A marketing influencer uses various kinds of media to advertise products to a fan base. Martha Stewart may be the top marketing influencer of all time, marketing mainly her own brand. Most influencers must find sponsors to represent.

My old friend Biff liked the idea of being an influencer. In fact, Biff figures that he already IS an influencer within his own circle, and he thought he’d expand that circle, and get paid for it. He read that influencers are most successful when they endorse their own favorite brands. Why not endorse cool products like motorcycles and fast cars and tractors and riding lawn mowers? His problem is that, although he knows how to use Facebook, and also YouTube (kind of), there’s also Instagram, blogging and vlogging, whatever that is. And podcasts!

So never mind.

Biff was briefly inspired by a young Swede called KewDiePie who has made roughly $56 million at last count from sponsors including Coca Cola and Doritos.

The influencer that influences Margie’s daughter MacCrimmon is a young woman she went to school with who calls herself Isha and looks like a Barbie doll that came alive. Which Barbie? You ask, because there are so many Barbie looks. Isha has that recognizable basic Barbie figure and long yellow hair that looks like plastic. It falls in loose waves, just like the hair of all the stars on the Hallmark Channel, only Hallmark must set a length limit for their hair styles. Isha’s hairdo is almost Rapunzelar, and hangs in heavy tresses over her shoulders.

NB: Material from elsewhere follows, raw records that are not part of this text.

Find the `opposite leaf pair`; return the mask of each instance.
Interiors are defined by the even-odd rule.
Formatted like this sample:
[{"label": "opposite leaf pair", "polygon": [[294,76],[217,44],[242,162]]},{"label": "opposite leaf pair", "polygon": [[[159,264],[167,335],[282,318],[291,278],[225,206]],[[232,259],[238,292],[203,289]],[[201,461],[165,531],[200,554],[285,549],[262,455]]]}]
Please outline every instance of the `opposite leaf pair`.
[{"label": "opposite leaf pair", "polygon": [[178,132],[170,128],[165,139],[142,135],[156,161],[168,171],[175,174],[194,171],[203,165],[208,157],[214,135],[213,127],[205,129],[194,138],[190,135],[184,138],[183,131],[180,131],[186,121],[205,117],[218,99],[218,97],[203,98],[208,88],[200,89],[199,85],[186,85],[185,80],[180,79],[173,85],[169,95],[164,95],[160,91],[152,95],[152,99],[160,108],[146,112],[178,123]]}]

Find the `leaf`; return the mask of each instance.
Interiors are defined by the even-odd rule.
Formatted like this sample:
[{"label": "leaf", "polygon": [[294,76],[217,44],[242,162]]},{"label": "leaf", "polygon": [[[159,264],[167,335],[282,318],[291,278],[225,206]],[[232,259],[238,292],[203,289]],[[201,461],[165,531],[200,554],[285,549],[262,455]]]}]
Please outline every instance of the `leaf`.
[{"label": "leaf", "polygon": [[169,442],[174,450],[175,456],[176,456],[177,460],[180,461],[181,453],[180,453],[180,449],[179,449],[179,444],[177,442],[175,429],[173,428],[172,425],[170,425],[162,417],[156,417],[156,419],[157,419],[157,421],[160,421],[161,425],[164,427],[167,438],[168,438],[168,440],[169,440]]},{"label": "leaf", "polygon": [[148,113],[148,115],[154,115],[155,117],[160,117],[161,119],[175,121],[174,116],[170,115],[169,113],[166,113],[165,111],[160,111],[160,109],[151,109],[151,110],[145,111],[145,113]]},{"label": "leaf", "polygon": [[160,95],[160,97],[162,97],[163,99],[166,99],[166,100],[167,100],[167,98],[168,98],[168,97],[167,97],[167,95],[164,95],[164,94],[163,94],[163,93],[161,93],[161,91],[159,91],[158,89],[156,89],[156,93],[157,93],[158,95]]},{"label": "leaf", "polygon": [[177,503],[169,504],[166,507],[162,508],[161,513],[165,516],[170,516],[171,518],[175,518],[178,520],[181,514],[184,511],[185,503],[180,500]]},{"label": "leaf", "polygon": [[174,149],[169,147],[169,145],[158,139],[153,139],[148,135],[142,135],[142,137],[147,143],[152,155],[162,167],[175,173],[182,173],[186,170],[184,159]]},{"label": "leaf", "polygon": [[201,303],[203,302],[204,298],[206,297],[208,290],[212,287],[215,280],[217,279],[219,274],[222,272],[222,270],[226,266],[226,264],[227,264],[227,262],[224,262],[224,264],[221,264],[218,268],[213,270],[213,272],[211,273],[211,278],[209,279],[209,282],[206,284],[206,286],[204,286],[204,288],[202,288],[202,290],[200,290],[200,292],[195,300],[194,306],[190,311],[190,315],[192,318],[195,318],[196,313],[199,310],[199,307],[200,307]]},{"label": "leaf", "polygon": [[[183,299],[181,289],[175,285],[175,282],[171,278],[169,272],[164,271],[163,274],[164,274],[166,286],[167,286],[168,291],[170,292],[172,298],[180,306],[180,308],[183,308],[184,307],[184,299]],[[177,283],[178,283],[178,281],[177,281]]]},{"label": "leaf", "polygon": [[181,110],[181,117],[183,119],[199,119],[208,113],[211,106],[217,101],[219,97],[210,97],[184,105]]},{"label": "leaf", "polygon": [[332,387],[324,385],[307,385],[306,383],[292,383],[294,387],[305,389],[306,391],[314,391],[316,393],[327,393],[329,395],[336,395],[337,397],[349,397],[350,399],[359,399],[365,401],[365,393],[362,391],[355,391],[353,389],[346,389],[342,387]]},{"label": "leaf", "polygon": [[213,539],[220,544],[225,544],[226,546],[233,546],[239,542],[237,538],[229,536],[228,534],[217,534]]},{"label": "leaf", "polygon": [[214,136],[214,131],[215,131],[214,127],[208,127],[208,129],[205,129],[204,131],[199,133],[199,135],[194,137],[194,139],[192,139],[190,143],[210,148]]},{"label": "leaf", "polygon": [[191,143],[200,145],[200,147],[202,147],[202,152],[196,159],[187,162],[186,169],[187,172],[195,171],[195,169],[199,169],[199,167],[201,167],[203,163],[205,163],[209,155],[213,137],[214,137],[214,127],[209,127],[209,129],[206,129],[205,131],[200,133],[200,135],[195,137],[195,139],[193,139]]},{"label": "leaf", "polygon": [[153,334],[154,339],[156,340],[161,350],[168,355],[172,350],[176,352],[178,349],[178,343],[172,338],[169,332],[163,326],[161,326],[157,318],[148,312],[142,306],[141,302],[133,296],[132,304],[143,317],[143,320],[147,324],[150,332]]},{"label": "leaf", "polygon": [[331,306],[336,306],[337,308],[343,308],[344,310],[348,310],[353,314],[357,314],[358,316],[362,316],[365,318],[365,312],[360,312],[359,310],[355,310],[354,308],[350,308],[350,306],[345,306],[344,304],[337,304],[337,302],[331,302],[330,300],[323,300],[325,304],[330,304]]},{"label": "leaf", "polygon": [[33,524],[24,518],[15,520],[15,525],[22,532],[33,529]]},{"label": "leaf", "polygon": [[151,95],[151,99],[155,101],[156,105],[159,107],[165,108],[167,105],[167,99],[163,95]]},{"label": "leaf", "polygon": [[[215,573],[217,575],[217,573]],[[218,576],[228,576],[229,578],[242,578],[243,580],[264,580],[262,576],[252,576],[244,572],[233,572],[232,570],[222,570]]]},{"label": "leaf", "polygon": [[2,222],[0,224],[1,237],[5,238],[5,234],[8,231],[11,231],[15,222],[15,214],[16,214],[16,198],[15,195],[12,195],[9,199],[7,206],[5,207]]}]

She has regular, doll-like facial features and wears extreme, exciting eye makeup. She seems so utterly artificial, while at the same time confident to the point of brazenness. She has a lot of followers.

MacCrimmon follows her, but I don’t know that she buys anything. To get sponsors, as I understand it, a would-be influencer must show that he or she has plenty of followers, but to keep the sponsors, and ultimately attract more, an influencer must rack up sales.

By the way, that last sentence was really difficult to write. In the old days, in case of ambiguity or doubt one reverted to the masculine pronoun. One would have written “a would-be influencer must show that he has plenty of followers.” Yes, yes, sexist, patriarchal, all of that, but so simple! A writer knew what to do; there was no dithering around. Then, in the interests of gender equality, it went to “he or she,” the construction I just used above. Clumsy, but OK. Now it is considered correct to use the plural “them,” even when one is referring to a single person, which is clearly ungrammatical and which irritates me. Next thing you know journalists will be forced to call the president of China “Them Jinping” instead of “Xi.”

That last paragraph just gave me a great idea! Not every influencer has to be a young Swede or a Barbie look-alike. What about a curmudgeon influencer blog? There are plenty of curmudgeons out there with money to spend on curmudgeonly merchandise.

For example: those alarmed video cameras to show what goes on outside your front door at all hours of the day and night. I’ve seen everything from a porcupine to a pair of mountain lions to a couple of catalytic converter thieves in posts to Facebook from my friends. Or how about a dictionary, equipped with a powerful magnifying glass attached by means of a sturdy chain so that no one can make off with it, to be used to prove that other people are guilty of incorrect English usage?

Not all influencers rely on glamor or grammar. Some represent themselves as moms, travel guides or gourmets. What about farming? Or mountaineering? It’s something to think about.

Have a good week.

(Martha Allen lives in Keene Valley. She has been writing for the Lake Placid News for more than 20 years.)